Under the Terrorism Act, the men could be detained for up to nine hours while immigration staff or police verify their details.
Former Beirut hostage Terry Waite has condemned the US for breaching human rights in holding the men in Cuba without trial.
Speaking in the US, Home Secretary David Blunkett indicated four other UK detainees would probably face trial in the US as they had been picked up "in the combat zone" in Afghanistan.
The four remaining men are Feroz Abbasi, 23, Richard Belmar, 23, and Martin Mubanga, 29, all from London, plus Moazzam Begg, 36, from Birmingham.

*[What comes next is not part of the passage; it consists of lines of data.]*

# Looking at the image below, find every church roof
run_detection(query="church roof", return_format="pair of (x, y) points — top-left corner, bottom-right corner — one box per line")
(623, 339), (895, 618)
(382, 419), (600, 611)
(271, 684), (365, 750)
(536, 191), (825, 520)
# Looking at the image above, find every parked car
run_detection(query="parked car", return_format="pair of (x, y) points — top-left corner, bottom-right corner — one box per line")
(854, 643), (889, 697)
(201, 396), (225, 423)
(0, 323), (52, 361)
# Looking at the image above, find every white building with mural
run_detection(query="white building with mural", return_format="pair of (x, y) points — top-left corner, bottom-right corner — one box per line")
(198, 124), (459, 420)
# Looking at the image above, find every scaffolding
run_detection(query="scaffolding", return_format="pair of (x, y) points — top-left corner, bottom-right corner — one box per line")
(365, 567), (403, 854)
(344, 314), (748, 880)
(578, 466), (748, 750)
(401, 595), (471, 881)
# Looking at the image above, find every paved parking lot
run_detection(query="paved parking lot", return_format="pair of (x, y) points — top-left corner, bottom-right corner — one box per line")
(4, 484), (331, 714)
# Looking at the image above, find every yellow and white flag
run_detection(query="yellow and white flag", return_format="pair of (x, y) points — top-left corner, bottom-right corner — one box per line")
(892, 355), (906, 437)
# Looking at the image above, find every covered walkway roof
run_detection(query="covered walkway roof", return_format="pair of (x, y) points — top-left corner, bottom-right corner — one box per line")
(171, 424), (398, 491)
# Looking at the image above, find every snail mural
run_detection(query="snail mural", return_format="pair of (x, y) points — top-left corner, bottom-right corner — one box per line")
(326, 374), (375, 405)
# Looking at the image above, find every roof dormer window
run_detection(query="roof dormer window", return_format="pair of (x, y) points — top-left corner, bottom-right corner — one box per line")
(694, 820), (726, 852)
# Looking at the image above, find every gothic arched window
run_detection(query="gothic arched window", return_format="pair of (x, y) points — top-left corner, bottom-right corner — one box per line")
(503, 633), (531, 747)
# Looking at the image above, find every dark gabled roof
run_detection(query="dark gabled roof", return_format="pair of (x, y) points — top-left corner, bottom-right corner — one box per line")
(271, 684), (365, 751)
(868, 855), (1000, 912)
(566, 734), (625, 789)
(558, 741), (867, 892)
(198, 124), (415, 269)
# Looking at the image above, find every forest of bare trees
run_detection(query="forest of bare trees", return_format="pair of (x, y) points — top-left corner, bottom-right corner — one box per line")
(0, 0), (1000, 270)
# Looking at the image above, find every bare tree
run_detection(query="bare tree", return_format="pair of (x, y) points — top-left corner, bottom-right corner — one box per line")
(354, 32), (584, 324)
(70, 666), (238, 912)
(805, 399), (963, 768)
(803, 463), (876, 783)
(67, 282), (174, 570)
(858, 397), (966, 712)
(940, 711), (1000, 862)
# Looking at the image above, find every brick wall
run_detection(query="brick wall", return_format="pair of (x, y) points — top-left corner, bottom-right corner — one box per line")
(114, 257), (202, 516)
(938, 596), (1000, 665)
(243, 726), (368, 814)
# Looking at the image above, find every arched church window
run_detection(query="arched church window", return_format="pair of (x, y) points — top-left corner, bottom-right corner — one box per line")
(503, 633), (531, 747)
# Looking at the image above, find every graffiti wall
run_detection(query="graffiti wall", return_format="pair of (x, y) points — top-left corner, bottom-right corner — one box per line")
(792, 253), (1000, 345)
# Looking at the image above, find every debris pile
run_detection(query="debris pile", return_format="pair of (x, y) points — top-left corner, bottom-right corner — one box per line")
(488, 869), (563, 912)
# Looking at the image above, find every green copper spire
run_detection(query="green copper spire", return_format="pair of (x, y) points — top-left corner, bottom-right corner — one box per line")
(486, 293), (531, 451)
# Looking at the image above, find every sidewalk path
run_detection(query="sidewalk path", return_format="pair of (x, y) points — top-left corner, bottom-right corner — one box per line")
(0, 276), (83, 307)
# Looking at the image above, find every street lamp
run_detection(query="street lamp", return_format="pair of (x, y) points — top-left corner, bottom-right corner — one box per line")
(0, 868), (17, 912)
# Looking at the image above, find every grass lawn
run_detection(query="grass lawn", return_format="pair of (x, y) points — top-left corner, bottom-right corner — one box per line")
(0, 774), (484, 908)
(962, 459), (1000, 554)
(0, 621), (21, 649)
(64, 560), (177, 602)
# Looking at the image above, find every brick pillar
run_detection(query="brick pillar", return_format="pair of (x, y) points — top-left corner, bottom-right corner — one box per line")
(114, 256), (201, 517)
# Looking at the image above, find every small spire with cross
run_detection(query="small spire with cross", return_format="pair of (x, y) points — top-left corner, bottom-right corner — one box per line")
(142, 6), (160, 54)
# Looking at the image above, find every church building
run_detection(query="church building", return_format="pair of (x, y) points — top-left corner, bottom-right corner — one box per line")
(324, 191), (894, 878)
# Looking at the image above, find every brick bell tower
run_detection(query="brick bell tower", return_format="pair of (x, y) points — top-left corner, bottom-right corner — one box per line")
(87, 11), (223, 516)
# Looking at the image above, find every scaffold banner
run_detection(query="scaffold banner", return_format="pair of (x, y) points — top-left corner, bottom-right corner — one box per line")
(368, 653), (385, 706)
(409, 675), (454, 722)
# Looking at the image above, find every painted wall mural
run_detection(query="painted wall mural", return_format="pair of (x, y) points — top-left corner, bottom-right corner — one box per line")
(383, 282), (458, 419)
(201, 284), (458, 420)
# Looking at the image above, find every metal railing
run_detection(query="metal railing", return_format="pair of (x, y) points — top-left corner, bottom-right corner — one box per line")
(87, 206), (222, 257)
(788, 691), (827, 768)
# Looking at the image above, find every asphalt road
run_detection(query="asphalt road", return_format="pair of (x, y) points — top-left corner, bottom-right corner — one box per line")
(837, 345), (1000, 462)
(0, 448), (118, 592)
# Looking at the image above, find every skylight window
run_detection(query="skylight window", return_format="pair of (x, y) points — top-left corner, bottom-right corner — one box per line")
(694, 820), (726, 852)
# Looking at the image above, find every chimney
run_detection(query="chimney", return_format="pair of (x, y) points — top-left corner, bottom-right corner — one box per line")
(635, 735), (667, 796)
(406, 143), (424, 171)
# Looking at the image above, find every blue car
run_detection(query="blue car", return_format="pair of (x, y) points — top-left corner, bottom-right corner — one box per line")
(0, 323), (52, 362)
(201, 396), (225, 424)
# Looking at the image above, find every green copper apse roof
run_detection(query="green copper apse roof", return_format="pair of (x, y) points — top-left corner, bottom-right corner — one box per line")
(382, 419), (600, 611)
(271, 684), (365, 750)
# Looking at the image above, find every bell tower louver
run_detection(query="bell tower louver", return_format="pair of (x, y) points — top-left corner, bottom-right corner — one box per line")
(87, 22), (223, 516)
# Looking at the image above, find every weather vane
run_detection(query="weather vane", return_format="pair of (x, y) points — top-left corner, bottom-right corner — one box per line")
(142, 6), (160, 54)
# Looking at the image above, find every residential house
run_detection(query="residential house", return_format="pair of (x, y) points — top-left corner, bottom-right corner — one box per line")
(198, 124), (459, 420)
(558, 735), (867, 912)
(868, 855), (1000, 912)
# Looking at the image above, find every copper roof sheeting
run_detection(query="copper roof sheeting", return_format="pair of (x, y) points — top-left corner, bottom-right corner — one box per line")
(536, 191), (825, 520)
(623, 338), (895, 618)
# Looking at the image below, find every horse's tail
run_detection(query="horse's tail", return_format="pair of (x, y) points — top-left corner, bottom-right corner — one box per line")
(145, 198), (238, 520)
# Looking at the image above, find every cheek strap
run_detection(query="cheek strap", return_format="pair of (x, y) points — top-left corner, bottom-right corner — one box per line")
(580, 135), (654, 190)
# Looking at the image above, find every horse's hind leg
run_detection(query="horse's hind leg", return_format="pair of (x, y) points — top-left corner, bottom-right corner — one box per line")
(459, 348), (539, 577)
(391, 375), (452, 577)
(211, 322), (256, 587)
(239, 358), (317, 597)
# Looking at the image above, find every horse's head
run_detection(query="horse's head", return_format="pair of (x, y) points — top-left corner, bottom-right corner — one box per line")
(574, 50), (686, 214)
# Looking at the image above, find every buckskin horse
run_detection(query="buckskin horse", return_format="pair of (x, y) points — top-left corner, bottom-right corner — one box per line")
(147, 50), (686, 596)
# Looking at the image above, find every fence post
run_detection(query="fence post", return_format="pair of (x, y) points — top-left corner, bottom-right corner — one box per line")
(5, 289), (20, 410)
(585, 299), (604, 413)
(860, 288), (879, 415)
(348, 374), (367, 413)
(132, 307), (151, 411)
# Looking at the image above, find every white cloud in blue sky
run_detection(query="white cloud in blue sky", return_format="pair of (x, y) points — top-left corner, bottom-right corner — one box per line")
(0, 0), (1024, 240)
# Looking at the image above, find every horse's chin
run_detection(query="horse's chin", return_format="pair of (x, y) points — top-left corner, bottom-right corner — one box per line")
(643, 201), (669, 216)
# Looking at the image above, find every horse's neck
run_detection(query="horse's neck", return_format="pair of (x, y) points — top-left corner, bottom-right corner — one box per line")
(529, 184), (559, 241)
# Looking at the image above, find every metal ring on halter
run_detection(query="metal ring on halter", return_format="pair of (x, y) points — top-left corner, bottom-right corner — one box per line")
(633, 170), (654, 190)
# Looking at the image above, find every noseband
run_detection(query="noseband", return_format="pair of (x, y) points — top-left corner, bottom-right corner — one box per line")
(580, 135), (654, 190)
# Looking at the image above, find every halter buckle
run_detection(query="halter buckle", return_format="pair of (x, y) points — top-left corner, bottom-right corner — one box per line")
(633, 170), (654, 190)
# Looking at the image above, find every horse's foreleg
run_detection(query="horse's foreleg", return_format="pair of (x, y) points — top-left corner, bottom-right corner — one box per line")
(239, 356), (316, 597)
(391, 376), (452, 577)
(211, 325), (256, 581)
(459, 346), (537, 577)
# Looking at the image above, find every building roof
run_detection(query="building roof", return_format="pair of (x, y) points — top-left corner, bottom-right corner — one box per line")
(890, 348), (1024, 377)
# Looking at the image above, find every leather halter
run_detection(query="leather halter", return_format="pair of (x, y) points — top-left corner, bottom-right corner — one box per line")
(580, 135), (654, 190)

Mr Blunkett said: "The evidence that has been picked up is best used in the US, not in Britain, because the people who evaluated that evidence, who heard that evidence, are of course those who were present and have been involved with the interrogation process."
'Kangaroo courts'
But he stressed the British government had made representations to the US about how they were dealt with.
Fair Trials Abroad said Mr Blunkett's speech signalled the end to British opposition to the "kangaroo courts" proposed by the US.
"The evidence given by officials can, of course, be given anywhere in the
world," lawyer Stephen Jakobi said.
"The Guantanamo kangaroo procedures would give a far better chance of the
innocent being convicted."
Families' wait
Solicitor Greg Powell, who is representing Ruhal Ahmed, confirmed his client, who he has never met, would be taken to Paddington Green police station in London for questioning.
Police might exercise their powers of arrest with some of the men, in which case they would be transferred to a high-security police station and could be held in custody for days.
Shanaz Ahmed, whose elder brother Ruhal is one of the Britons expected to
return, said the family had not yet been contacted by officials.
"We will have to wait and see," she said.
The local MP for the three men from Tipton, Adrian Bailey, said police would be "quite justified" in detaining them for more questioning.
West Bromwich West member Adrian Bailey said there were "issues" to be
addressed about why the three - Asif Iqbal, Shafiq Rasul and Ruhal Ahmed - were in Afghanistan three years ago.
"There are issues about how they got there, which we need to know in order to
ensure that other young Muslim males do not follow that route," he told the BBC.
Jamal Udine's sister, Maxine Fiddler, spoke of her relief: "Are you happy or are you going to celebrate? No, no, I'm just relieved that he's actually out of Cuba."